Re: [LSF/MM/BPF TOPIC] Restricting or migrating unmovable kernel allocations from slow tier

Dan Williams <dan.j.williams@xxxxxxxxx> · Mon, 3 Feb 2025 14:09:26 -0800

Gregory Price wrote:
> On Sun, Feb 02, 2025 at 12:13:23AM +0900, Hyeonggon Yoo wrote:
> > On Sat, Feb 1, 2025 at 11:04 PM Matthew Wilcox <willy@xxxxxxxxxxxxx> wrote:
> > > This all seems like a grand waste of time.  Don't do that.  Don't allow
> > > kernel allocations from CXL at all. Don't build systems that have
> > > vast quantities of CXL memory (or if you do, expose it as really fast
> > > swap, not as memory).
> > >
> > 
> > Hi, Matthew. Thank you for sharing your opinion.
> > 
> > I don't want to introduce too much complexity to MM due to CXL madness either,
> > but I think at least we need to guide users who buy CXL hardware to avoid
> > doing stupid things.
> > 
> > My initial subject was "Clearly documenting the use cases of
> > memhp_default_state=online{,_kernel}" because at first glance,
> > it was deemed usable for allowing kernel allocations from CXL,
> > which turned out to be not after some evaluation.
> >
> 
> This was the motivation for implementing the build-time switch for
> memhp_default_state.  Distros and builders can now have flexibility
> to make this their default policy for hotplug memory blocks.
> 
> https://lore.kernel.org/linux-mm/20241226182918.648799-1-gourry@xxxxxxxxxx/
> 
> I don't normally agree with Willy's hard takes on CXL, but I do agree
> that it's generally not fit for kernel use - and I share general skepticism
> that movement-based tiering is fundamentally better than reclaim/swap
> semantics (though I have been convinced otherwise in some scenarios,
> and I think some clear performance benefits in many scenarios are lost
> by treating it as super-fast-swap).

It is also the case that CXL topologies enumerate their performance
characteristics, "CXL" is not a latency characteristic unto itself.

For example, like "PCI", "CXL" by itself does not imply a performance
profile.

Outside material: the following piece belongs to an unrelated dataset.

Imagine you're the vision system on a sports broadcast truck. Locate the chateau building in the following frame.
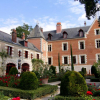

You could have CPU attached DDR that presents as a "CXL"
enumerated device just to take advantage of now standardized RAS
interfaces.

Unless and until this whole heteorgeneous memory experiment fails all
the kernel can do is give userspace the ability to include/exclude
memory ranges that are marked as outside the default pool. That is what
EFI_MEMORY_SP is all about, to set aside: too precious for the default
pool => HBM, or too slow for the default pool => potentially CXL and
PMEM.

A kernel default policy, or better yet distibution policy, that more
aggressively excludes CXL memory based on its relative performance to
the default pool would be a welcome improvement.

> Rather than ask whether we can make portions of the kernel more ammenable
> to movable allocations, I think it's more beneficial to focus on whether
> we can reduce the ZONE_NORMAL cost of ZONE_MOVABLE capacity. That seems
> (to me) like the actual crux of this particular issue.

Yes, I like this line of thinking. Even if CXL attached memory struggles
to graduate out of cold-memory tier use cases, that struggle can yield
other general improvements that are welcome indepdendent of CXL.